This document is relevant for: Inf2, Trn1, Trn1n

nki.language.load#

nki.language.load(src, mask=None, dtype=None, **kwargs)[source]#

Load a tensor from device memory (HBM) into on-chip memory (SBUF).

See Memory hierarchy for detailed information.

Parameters:
  • src – HBM tensor to load the data from.

  • mask – (optional) a compile-time constant predicate that controls whether/how this instruction is executed (see NKI API Masking for details)

  • dtype – (optional) data type to cast the output type to (see Supported Data Types for more information); if not specified, it will default to be the same as the data type of the input tile.

Returns:

a new tile on SBUF with values from src.

import neuronxcc.nki.language as nl

@nki_jit
def example_kernel(in_tensor, out_tensor):
  # load from in_tensor[P, F] that is on HBM
  # copy into data_tile[P, F] that is on SBUF
  data_tile = nl.load(in_tensor)
  ...

Note

Partition dimension size can’t exceed the hardware limitation of nki.language.tile_size.pmax, see Tile size considerations.

Partition dimension has to be the first dimension in the index tuple of a tile.

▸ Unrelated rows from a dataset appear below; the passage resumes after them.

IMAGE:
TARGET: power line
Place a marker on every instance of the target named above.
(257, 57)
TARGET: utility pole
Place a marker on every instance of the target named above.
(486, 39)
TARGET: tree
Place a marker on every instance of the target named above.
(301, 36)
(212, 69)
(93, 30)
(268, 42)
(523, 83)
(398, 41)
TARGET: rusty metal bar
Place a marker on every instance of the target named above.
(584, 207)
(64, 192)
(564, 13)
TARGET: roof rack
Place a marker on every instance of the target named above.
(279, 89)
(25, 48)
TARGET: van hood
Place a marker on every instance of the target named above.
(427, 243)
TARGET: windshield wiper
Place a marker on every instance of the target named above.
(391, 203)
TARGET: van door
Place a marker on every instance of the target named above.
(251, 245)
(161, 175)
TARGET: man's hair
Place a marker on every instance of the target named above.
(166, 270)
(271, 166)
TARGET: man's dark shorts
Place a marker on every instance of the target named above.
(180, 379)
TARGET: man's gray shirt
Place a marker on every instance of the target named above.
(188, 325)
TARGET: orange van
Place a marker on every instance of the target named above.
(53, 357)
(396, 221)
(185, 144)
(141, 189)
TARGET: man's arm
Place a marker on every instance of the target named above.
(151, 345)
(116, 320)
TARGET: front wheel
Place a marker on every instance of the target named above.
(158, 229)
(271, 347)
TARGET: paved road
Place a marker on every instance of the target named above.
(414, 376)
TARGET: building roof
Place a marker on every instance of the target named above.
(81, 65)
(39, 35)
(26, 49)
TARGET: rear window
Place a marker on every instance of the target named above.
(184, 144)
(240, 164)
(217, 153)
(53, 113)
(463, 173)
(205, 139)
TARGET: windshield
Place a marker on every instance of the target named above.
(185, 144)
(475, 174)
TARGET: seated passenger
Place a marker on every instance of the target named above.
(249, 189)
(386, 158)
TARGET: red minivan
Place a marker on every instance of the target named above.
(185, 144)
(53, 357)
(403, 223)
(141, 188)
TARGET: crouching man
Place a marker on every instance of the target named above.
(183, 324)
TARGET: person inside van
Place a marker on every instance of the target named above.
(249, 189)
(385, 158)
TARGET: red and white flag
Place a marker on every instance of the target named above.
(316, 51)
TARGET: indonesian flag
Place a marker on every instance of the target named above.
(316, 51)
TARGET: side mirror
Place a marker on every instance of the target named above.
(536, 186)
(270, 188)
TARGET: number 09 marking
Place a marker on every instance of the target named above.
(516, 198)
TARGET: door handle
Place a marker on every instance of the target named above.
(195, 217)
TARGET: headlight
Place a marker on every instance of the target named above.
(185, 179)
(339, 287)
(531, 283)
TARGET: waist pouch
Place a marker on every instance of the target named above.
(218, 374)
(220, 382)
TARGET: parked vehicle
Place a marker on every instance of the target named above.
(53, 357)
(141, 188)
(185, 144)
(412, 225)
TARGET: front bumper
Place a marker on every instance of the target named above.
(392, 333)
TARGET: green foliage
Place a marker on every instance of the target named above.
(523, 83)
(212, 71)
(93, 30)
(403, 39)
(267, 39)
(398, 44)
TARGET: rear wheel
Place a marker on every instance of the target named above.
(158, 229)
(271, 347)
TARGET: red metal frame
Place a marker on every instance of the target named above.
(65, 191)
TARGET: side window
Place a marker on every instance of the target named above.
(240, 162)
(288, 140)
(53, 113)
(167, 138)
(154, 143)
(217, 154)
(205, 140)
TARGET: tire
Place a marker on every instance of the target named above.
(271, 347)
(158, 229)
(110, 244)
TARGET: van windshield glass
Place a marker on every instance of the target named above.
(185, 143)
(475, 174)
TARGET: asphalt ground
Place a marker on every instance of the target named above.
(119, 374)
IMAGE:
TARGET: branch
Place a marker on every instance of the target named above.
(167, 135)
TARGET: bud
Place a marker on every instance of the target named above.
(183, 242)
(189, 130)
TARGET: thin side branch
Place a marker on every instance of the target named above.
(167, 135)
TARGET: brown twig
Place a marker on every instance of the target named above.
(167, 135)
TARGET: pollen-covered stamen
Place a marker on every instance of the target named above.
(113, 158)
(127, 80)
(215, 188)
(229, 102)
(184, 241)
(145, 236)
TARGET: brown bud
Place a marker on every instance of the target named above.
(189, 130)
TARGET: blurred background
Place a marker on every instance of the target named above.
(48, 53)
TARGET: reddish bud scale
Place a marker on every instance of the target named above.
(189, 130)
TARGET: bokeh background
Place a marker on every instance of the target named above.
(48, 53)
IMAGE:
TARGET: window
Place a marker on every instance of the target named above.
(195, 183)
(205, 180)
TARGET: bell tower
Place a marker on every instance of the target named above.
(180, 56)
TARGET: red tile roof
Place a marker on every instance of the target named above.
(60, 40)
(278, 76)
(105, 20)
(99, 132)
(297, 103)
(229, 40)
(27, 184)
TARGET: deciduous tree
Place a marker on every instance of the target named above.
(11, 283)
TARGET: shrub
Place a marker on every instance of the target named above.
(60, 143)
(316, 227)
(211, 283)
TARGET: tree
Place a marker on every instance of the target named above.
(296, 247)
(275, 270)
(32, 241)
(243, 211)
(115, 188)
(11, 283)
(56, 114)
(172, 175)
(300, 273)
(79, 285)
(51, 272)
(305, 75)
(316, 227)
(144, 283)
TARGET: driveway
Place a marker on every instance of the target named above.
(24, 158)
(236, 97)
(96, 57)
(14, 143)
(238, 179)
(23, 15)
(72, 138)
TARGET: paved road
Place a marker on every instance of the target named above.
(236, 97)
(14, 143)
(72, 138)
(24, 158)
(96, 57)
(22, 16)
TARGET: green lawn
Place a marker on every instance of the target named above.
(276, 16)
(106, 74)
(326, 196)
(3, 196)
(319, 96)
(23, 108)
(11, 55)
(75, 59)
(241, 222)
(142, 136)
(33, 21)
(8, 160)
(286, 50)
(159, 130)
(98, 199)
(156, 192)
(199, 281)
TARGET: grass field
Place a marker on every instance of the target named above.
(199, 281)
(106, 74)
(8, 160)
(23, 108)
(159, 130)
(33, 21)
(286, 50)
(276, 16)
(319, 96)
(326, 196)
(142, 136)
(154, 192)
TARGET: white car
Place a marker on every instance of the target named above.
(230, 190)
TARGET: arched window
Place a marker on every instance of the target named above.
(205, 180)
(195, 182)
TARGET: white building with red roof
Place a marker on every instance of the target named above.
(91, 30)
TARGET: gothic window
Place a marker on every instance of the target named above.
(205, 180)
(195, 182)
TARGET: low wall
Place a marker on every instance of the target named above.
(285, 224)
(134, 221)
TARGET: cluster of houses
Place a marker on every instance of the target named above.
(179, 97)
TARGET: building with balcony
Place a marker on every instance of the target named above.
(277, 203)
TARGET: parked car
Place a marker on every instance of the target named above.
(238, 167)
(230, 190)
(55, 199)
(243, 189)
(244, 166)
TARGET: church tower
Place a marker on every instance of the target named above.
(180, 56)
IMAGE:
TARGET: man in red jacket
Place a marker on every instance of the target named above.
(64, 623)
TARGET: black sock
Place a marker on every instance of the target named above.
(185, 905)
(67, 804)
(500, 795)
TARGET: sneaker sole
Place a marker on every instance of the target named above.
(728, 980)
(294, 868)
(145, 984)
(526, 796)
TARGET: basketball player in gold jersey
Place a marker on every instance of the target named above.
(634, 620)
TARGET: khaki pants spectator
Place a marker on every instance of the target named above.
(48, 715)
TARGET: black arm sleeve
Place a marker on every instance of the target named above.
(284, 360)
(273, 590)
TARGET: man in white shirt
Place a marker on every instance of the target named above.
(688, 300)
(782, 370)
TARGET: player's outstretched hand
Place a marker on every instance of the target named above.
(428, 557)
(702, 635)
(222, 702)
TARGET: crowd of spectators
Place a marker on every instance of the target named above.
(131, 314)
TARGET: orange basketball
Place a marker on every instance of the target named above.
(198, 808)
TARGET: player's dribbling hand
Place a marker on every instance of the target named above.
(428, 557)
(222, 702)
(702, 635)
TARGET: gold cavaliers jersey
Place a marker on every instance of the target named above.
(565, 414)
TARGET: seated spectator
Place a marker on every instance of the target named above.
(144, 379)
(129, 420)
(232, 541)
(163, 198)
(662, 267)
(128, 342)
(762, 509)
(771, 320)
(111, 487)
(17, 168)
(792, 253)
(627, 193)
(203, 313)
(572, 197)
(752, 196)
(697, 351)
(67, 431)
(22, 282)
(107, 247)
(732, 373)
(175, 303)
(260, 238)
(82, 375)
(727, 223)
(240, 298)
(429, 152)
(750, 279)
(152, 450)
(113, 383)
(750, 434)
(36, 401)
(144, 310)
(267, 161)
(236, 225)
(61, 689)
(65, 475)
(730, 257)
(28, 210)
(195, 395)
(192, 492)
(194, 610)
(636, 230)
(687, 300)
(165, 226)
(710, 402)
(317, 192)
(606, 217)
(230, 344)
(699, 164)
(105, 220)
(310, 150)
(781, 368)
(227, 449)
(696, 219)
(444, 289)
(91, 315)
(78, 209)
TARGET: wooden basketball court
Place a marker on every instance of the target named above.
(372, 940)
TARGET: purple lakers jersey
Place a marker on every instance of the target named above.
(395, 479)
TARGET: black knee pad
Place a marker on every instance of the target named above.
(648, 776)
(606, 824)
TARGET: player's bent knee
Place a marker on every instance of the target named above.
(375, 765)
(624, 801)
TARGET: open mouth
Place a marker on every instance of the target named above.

Therefore, data may need to be split into multiple batches to load/store, for example:

import neuronxcc.nki.language as nl

@nki_jit
def example_load_store_b(in_tensor, out_tensor):
  for i_b in nl.affine_range(4): 
    data_tile = nl.zeros((128, 512), dtype=in_tensor.dtype) 
    # load from in_tensor[4, 128, 512] one batch at a time
    # copy into data_tile[128, 512]
    i_p, i_f = nl.mgrid[0:128, 0:512]
    data_tile[i_p, i_f] = nl.load(in_tensor[i_b, i_p, i_f])
    ...

Also supports indirect DMA access with dynamic index values:

import neuronxcc.nki.language as nl
...

  ############################################################################################
  # Indirect DMA read example 1:
  # - data_tensor on HBM has shape [128 x 512].
  # - idx_tensor on HBM has shape [64] (with values [0, 2, 4, 6, ...]).
  # - idx_tensor values read from HBM and stored in SBUF idx_tile of shape [64 x 1]
  # - data_tensor values read from HBM indexed by values in idx_tile 
  #   and store into SBUF data_tile of shape [64 x 512].
  ############################################################################################
  i_p = nl.arange(64)[:, None]
  i_f = nl.arange(512)[None, :]

  idx_tile = nl.load(idx_tensor[i_p]) # indices have to be in SBUF
  data_tile = nl.load(data_tensor[idx_tile[i_p, 0], i_f]) 
  ...
import neuronxcc.nki.isa as nisa
import neuronxcc.nki.language as nl
...

  ############################################################################################
  # Indirect DMA read example 2:
  # - data_tensor on HBM has shape [128 x 512].
  # - idx_tile on SBUF has shape [64 x 1] (with values [[0], [2], [4], ...] generated by iota)
  # - data_tensor values read from HBM indexed by values in idx_tile 
  #   and store into SBUF data_tile of shape [64 x 512].
  ############################################################################################
  i_f = nl.arange(512)[None, :]
  
  idx_expr = 2*nl.arange(64)[:, None]
  idx_tile = nisa.iota(idx_expr, dtype=np.int32)
  data_tile = nl.load(data_tensor[idx_tile, i_f]) 
  ...

This document is relevant for: Inf2, Trn1, Trn1n